La goutte
Mes yeux prirent quelques secondes pour s'adapter à l'obscurité qui régnait. La pièce toute entière était plongée dans le noir, excepté une petite bougie posée sur un meuble, à quelques mètres devant moi. Il faisait chaud et l'air humide était difficilement respirable. Une odeur âcre agressait mes narines.
Je n'entendais rien, mis à par le bruit d'une goutte d'eau tombant régulièrement sur le sol de béton. Ce léger son résonnait dans la pièce et dans ma tête, rendant impossible l'identification du lieu exact d'où il provenait.
Les sangles attachées à mes chevilles et à mes poignets me maintenaient fermement contre une vieille table en bois renversée à la verticale. Trop serrées, elles entaillaient ma peau et du sang tiède coulait le long de mes bras et de mes jambes. Je fis une tentative pour me délivrer mais les lanières de cuir s'avérèrent plus solides qu'elles ne le paraissaient.
La pièce était dépourvue de fenêtres et je ne vis aucune porte mais cette dernière pouvait se trouver derrière moi, seul endroit que je ne pouvais pas entrapercevoir. Les heures passèrent sans que rien ni personne ne vint briser le bruit régulier des gouttes tombant une à une. La bougie, quant à elle, avait déjà diminué de moitié. Je ne savais pas qui m'avait mis là et pour quelles raisons. Ma vie n'avait rien de palpitante et après quelques minutes de réflexion, je n'avais trouvé personne qui aurait pu m'en vouloir à ce point.
Les heures passèrent, les gouttes tombèrent et la bougie ne mesurait plus que cinq ou six centimètres. L'espoir d'une libération s'amenuisait peu à peu. Les larmes me montèrent aux yeux. Ce n'était pas la mort qui me rendait triste mais le fait de savoir que dehors, personne ne me regretterait. Je n'avais pas d'ami proche, pas de femme ni d'enfant et mes parents étaient décédés depuis bien des années. Personne ne pleurerait ma mort et je disparaîtrai dans l'indifférence la plus totale.

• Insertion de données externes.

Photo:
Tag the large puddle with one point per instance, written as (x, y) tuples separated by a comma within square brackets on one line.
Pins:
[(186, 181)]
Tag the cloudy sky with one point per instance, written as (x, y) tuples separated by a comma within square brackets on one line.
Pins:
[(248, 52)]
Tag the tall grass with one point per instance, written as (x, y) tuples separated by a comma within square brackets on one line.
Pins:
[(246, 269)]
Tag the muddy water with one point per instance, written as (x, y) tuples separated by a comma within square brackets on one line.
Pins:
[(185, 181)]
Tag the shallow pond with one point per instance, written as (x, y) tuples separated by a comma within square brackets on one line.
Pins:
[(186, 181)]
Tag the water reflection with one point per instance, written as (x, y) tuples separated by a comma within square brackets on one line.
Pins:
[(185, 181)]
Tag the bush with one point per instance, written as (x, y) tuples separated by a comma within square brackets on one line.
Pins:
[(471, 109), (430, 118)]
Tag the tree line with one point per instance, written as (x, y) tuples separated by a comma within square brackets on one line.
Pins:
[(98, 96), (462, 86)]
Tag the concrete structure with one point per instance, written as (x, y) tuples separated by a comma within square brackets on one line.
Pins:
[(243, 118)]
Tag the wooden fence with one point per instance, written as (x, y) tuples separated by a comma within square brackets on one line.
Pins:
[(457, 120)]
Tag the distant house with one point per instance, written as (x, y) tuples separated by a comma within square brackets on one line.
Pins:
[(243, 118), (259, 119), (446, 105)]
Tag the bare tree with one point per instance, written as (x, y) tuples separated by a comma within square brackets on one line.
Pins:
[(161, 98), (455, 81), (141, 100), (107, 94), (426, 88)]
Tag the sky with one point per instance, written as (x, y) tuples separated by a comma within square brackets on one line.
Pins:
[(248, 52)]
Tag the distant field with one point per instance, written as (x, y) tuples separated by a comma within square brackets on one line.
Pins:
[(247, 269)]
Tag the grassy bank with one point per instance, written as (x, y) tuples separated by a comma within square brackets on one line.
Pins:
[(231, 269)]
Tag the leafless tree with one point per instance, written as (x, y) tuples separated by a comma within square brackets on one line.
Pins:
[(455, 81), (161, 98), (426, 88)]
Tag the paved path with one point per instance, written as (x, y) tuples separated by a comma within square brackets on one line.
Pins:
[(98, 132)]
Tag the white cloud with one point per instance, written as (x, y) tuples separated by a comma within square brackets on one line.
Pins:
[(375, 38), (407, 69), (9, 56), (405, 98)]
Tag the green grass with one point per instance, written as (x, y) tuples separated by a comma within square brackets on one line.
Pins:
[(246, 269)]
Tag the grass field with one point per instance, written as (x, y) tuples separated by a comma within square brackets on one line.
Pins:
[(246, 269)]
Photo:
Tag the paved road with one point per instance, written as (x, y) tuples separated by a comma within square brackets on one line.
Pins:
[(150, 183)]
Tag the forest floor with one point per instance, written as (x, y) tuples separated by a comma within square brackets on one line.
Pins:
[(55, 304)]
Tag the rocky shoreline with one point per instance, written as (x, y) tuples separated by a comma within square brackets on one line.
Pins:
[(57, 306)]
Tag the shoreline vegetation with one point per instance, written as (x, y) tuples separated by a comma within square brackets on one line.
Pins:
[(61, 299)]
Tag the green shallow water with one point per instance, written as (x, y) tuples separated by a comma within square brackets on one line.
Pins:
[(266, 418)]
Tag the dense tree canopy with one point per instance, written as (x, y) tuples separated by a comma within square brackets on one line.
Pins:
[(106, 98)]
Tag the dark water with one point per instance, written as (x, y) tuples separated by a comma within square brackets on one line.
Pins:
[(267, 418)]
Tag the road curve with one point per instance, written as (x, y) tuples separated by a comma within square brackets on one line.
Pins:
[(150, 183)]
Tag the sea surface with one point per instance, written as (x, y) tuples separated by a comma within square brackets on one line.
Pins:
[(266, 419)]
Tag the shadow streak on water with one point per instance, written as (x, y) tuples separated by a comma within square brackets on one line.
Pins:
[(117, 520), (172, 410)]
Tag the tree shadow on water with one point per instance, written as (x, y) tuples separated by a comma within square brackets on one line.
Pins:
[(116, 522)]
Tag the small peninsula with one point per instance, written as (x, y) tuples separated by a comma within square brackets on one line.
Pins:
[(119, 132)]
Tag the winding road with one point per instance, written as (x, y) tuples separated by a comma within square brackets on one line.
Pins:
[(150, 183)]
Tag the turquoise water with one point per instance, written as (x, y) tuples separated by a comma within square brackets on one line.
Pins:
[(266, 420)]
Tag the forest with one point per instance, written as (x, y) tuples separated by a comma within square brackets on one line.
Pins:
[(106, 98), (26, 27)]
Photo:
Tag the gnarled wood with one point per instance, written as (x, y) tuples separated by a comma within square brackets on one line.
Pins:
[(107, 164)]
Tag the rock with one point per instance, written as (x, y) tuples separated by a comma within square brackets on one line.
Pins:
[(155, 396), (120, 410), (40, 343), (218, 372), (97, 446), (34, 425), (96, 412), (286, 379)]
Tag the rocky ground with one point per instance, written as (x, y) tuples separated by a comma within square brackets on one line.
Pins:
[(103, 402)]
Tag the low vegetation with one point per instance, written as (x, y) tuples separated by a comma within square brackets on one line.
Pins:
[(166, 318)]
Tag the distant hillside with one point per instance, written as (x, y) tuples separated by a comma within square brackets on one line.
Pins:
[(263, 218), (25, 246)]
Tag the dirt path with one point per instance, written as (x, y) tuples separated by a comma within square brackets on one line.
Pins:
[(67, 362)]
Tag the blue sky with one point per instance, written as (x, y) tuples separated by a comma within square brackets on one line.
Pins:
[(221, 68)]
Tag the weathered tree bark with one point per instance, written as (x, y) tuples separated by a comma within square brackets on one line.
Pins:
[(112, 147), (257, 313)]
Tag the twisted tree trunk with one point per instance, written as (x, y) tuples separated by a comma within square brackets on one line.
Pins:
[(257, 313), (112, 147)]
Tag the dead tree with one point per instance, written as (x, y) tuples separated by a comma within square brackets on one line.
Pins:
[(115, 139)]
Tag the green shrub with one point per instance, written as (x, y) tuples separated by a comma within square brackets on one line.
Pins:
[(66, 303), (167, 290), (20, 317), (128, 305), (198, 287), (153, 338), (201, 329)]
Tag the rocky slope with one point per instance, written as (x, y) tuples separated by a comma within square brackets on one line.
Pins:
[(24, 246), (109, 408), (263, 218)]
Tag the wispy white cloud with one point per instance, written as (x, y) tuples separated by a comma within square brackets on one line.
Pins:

Une énième goutte s'écrasa au sol et me tira de mes pensées. Je lançai un rapide regard à la bougie et pris conscience qu'il ne me restait plus que quelques minutes de lumière. Le reste de ma vie se passerait dans l'obscurité la plus complète. À cette pensée, un frisson glacial m'envahit. Malgré ma situation plus que critique, je sentais que je n'étais pas près de mourir. Mon agresseur devait avoir pris la peine de me nourrir et de m'hydrater par je ne sais quel moyen. Il me restait encore plusieurs jours. Chaque jour pire que le précédent. Chaque jour à entendre sans cesse les dizaines de maudites gouttes d'eau venir remplir la petite flaque qui devait s'être formée en dessous.
Plus le temps passait, plus la panique m'envahissait. Je n'arrivais plus à rester en place et me débattis sans que les lanières ne se détachent un tant soit peu. Les blessures de mes bras et de mes jambes s'ouvrirent un peu plus à chaque mouvement.
La bougie s'éteint mais le son des gouttes ne s'arrêta pas. Ce brut m'obsédait. Je ne pensais plus qu'à lui. À peine une goutte était tombée, j'attendais déjà impatiemment la suivante. Ce son, pourtant faible, emplissait ma tête. Je me mis à les compter. Pourquoi ? Je ne sais pas. Je ne savais plus vraiment ce que je faisais et j'accordais une importance excessive aux moindres détails des rares distractions qui m'entouraient. Une goutte. Deux gouttes. Trois gouttes. Dix. Cent. Deux cents. Deux cents cinquante. Puis soudain, plus rien. La deux-cent-cinquante-troisième goutte ne vint pas.
Je l'attendis. Je l'attendis des heures mais elle ne vint jamais. Ce son qui m'énervait tant au début, était devenu essentiel pour moi. C'était le seul élément qui me reliait encore à la réalité. Et maintenant plus rien. Juste le son de ma respiration. Et le silence. Un silence toujours plus profond, toujours plus angoissant. Un silence qui enveloppait toute la pièce. Un silence de mort.